Belgium's federal government has approved a ban on importing goods produced in Israeli settlements in the occupied Palestinian territories, becoming the latest European country to act unilaterally on an issue that remains unresolved at the EU level.
The decision was taken at the government's final cabinet meeting before the summer break, according to the Belgian News Agency (Belga) on Saturday. The move fulfills a commitment made last year over the scale of Israel's bombardment of Gaza and its death toll.
Earlier this week, Belgian Foreign Minister Maxime Prevot pressed EU counterparts at a closed-door meeting in Brussels for a bloc-wide ban, accusing the European Commission of offering ministers "a bone to chew on" rather than a genuine plan to act.
The ban comes amid growing evidence of settlement goods entering Europe. A Global Echo Litigation Center investigation this year examined over 30,000 export documents and found that roughly one in six Israeli agricultural shipments to Europe contained goods grown in settlements in the occupied West Bank or Golan Heights.

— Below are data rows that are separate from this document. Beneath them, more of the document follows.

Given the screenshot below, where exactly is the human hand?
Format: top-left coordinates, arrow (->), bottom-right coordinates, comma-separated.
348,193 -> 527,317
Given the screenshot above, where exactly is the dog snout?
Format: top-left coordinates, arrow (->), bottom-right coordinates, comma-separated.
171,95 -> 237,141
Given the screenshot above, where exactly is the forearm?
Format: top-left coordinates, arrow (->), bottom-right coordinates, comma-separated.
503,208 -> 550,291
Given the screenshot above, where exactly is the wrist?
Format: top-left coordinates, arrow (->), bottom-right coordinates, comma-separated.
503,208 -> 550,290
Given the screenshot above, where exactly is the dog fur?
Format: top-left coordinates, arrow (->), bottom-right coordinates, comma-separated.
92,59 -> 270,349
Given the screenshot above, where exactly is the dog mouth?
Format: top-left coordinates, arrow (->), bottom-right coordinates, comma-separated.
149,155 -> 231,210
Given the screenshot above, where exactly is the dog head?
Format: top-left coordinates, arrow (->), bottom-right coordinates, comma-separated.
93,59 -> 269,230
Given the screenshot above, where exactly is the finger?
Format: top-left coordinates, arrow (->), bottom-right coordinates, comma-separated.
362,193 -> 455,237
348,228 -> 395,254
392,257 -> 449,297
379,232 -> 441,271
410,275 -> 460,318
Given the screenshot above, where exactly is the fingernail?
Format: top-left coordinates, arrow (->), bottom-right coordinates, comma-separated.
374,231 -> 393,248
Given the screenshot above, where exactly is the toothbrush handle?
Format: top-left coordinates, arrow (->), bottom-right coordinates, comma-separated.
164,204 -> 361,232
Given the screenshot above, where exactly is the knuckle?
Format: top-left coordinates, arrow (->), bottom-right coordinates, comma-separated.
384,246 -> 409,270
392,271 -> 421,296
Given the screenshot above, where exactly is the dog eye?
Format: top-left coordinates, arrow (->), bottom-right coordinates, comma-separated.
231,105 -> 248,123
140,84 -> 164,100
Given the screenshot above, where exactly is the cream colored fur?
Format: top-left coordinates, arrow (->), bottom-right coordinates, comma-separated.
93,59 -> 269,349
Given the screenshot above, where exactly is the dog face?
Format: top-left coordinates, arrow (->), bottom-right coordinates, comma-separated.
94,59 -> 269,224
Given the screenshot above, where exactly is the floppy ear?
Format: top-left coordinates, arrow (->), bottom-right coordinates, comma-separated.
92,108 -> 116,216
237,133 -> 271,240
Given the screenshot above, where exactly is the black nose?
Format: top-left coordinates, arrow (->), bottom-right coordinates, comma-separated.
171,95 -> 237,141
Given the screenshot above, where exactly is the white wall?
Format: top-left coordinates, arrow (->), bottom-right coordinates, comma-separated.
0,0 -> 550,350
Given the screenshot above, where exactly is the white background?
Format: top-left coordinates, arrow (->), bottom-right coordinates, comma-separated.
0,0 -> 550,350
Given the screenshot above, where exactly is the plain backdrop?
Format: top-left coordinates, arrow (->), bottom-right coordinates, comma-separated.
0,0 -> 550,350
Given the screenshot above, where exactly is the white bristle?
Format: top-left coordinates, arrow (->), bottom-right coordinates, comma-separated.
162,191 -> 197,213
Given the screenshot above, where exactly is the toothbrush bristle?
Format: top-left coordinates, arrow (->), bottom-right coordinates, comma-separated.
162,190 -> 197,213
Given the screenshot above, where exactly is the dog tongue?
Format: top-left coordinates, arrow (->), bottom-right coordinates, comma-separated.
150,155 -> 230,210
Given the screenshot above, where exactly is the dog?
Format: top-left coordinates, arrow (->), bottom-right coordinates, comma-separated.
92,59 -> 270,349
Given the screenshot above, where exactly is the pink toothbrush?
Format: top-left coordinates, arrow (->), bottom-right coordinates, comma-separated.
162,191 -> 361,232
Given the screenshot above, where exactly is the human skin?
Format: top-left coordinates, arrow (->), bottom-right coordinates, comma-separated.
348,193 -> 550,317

For shipments bound for EU countries, the figure rose to nearly one in five.
The EU is Israel's largest trading partner, buying close to 30% of its exports and accounting for nearly a third of its total trade in goods, worth €43 billion ($49 billion) last year.
Belgium joins Spain, which enshrined a ban in law last September, the Netherlands, which agreed to one in May, and Slovenia, which adopted a similar measure earlier this year. Ireland's parliament passed its own prohibition on July 15.
The wave of national bans follows efforts by the European Commission to coordinate action, circulating a paper with three options: an import ban, a licensing scheme, or high tariffs on settlement goods. However, no decision was reached.
Five former European officials, including ex-Italian Prime Minister Enrico Letta and former German Vice Chancellor Sigmar Gabriel, published a joint call for an EU-wide ban, arguing that national bans carry limited weight since goods cleared in one member state can move freely across the bloc.